# Signs and customer behaviors at vape shops:



## Hooked (30/12/20)

*Signs and customer behaviors at vape shops: Multivariate multilevel model analysis*
https://www.ncbi.nlm.nih.gov/pmc/articles/PMC7752655/
12 Dec. 2020

Follow above link to read the report. 

What I found interesting is that "Male customers were more likely to be seen purchasing e-liquid at the shop than female customers. This finding is consistent with other studies that documented female customers reporting “not feeling confident” inside vape shops, which were viewed as a generally more “masculine” space (Ward et al., 2018)."

I wonder if the same applies here?
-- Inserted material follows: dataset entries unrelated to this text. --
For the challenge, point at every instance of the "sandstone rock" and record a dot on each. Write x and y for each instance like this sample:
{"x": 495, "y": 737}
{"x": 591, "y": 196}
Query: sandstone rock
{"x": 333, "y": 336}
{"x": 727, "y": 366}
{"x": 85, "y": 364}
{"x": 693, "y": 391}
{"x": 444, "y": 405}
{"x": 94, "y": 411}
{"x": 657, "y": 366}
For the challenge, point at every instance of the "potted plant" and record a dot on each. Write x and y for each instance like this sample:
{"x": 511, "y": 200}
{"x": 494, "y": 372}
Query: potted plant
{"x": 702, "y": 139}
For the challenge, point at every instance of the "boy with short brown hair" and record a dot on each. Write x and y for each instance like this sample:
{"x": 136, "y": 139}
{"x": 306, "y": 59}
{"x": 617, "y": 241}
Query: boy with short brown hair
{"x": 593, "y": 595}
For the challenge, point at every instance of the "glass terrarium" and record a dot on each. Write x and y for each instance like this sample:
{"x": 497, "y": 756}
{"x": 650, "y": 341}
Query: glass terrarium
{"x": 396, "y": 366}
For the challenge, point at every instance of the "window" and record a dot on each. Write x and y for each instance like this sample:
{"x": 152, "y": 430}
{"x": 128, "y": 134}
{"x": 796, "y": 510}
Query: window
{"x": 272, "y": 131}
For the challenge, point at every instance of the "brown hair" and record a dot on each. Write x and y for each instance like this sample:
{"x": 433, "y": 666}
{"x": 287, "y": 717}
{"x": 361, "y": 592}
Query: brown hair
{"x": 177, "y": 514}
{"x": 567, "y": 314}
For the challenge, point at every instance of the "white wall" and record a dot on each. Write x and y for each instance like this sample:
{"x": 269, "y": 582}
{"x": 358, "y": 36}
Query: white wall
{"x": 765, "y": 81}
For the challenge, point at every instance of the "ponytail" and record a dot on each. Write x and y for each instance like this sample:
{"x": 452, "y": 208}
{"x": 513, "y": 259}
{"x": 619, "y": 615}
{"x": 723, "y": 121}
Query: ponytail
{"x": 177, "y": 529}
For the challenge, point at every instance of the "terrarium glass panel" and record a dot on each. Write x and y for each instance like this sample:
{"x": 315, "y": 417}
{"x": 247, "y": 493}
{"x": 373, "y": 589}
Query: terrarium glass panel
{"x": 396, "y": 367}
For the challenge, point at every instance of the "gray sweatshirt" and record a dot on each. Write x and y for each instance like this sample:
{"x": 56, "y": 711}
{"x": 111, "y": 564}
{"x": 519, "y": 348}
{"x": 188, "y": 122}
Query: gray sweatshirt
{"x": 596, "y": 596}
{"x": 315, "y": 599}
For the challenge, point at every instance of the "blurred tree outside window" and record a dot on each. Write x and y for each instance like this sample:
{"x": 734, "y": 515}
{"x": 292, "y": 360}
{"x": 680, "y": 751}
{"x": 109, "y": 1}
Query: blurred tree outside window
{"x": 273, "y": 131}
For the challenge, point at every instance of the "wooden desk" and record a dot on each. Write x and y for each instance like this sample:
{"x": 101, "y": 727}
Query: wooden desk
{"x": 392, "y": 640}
That a vape shop is a more "masculine" space didn't even occur to me the day that I fumbled my way through a cloud, to inform the very friendly guy behind the counter that I wanted to start vaping!

Reactions: Like 6


----------



## Room Fogger (30/12/20)

Hooked said:


> *Signs and customer behaviors at vape shops: Multivariate multilevel model analysis*
> https://www.ncbi.nlm.nih.gov/pmc/articles/PMC7752655/
> 12 Dec. 2020
> 
> ...


I think it may be more evident or perceived in the US where the report comes from. My favorite shop where I started vaping was initially all male staffed, but that changed quickly and some very knowledgeable ladies joined the team behind the counter.

And lots of ladies walked in and were treated no different to anyone else, no matter what they came to look at or purchase, and there was always a well known lady who actually calls herself the “ real boss “ making sure all went as it should, and no one got too much out of hand, even in friendly banter, that hottest sucker in the world episode springs to mind as well.

Reactions: Like 5


----------